Denmark has become the first country to stop giving out the Oxford/AstraZeneca vaccine amid blood clot fears.

The cease in rollout is expected to delay the country’s vaccination programme by several weeks.

Denmark was the first of several European countries have previously suspended use of the jab over blood clot fears, although most have resumed AstraZeneca vaccinations.

Last week, Boris Johnson sought to reassure the public that the vaccine was safe after regulators recommended that people aged 18 to 29 should be offered an alternative jab.

The Prime Minister told reporters: “These vaccines are safe, they’ve saved many thousands of lives and people should come forward to get their jabs and we’ll make sure that they get the right jabs.”
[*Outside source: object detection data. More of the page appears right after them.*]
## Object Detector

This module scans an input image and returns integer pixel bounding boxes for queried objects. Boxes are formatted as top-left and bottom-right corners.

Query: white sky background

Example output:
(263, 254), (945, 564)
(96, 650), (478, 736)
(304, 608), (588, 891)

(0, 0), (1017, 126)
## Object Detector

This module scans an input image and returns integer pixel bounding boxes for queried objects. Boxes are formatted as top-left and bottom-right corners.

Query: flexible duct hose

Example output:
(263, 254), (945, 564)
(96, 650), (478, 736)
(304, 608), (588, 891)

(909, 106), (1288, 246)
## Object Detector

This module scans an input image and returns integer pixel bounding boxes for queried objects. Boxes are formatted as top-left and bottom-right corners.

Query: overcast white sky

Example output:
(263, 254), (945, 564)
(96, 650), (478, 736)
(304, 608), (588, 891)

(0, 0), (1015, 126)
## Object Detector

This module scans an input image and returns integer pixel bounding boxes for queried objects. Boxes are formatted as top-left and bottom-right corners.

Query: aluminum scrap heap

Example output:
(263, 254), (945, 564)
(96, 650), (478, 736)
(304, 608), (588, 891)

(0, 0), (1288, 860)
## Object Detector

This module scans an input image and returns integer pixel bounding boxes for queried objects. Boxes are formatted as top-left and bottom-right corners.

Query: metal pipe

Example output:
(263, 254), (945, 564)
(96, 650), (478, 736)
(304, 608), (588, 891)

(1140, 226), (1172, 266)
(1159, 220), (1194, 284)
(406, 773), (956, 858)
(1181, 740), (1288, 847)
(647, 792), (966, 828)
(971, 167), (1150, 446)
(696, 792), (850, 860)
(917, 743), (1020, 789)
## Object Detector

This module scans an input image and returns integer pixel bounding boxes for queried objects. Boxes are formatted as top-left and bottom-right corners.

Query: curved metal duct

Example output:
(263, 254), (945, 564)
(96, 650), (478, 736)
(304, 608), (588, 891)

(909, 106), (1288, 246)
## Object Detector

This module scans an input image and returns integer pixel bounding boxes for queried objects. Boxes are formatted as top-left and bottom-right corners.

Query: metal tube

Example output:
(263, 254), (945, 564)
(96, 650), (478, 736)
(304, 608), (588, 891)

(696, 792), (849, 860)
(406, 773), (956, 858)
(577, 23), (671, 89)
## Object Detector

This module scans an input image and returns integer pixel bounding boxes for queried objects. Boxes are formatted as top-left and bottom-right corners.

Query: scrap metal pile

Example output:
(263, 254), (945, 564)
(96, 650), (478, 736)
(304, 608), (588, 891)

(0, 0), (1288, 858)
The Medicines and Healthcare products Regulatory Agency (MHRA) said the benefits still outweigh the risks overall but while it has not concluded that the vaccine causes rare brain clots, it said the link is getting firmer.

MHRA’s chief executive Dr June Raine told a press conference that there was a “reasonably plausible” link between the AstraZeneca jab and rare blood clots, but stressed these were “extremely rare”.

She said: “Based on the current evidence, the benefits of the Covid-19 vaccine AstraZeneca against Covid-19 and its associated risks – hospitalisation and death – continues to outweigh the risks for the vast majority of people.

“Our review has reinforced that the risk of this rare suspected side effect remains extremely small.”

Figures in Denmark show that nearly one million people have now been vaccinated with 150,00 of those having received the AstraZeneca jab.

Now, Danish officials have confirmed that all 2.4 million doses of the Oxford/AstraZeneca jab will be withdrawn until further notice.

A statement said: "The Danish Health Authority has decided to continue the vaccination against Covid-19 without the vaccine from AstraZeneca."

Health officials did not rule out using the vaccine at a later date.

The Pfizer/BioNTech and Moderna vaccines remain in use.